Unread postPosted: 05 Jul 2006, 09:42
by snypa777
Senate votes to delay F-35
By Tony Capaccio, Bloomberg News

The U.S. Senate passed a $517.7 billion defense spending measure Thursday that would delay initial production of the first F-35 joint strike fighters by a year while restoring a backup engine for the plane that the Pentagon wanted to kill.

By a vote of 96-0, the Senate passed legislation that authorizes fiscal 2007 military spending. The measure cuts $1.2 billion the Pentagon wanted that would enable Lockheed Martin to begin building the first 21 production F-35s.

The spending cut, which would have to be agreed to by the House, would delay production for one year to allow for more development and flight testing....

Typhoon and Tornado will serve together until about 2018. It seems more likely the Tornado GR4 will get an AESA before the Typhoon. Work in this direction is being done at time of writing. Yes, eventually, the Tornado will be replaced by Typhoon.

The Typhoon is performing to most expectations at this stage in it`s development, although there have been some concerns about the CAPTOR radar and spares availability, LRUs and such. Pilots love the aircraft, that speaks for itself....

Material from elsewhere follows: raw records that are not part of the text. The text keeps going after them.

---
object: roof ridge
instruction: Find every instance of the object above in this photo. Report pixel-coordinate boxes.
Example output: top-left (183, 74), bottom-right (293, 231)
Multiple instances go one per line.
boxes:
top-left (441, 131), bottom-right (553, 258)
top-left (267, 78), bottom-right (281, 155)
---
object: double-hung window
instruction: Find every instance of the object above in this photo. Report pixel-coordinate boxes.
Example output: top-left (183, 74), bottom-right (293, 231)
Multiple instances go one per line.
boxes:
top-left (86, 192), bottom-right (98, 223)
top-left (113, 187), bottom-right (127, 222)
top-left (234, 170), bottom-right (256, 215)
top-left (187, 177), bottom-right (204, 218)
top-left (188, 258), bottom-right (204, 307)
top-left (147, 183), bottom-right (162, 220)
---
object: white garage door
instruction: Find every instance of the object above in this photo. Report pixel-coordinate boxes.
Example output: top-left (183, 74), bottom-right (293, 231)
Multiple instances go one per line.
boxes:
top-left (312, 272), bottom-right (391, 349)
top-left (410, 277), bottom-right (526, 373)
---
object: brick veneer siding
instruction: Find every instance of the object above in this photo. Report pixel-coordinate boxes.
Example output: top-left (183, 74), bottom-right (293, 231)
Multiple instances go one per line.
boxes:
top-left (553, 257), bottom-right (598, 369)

On exports, watch the Saudi order, 48 aircraft could be just be for starters.....some say as many as 200 could be purchased. That is an export success in my book! We will have to wait and see....

It is not yet the all rounder the F-16 is as well as the F-18, but as you said, it ill get there, more quickly than you suppose....Meteor has been test flighted already, JDAM is being dropped right now.

Singapore wanted the Typhoon but it wanted Tranche 3 spec` aircraft NOW! That hurt exports, Eurofighter Consortium woke up and has hurried development of the A2G capability considerably.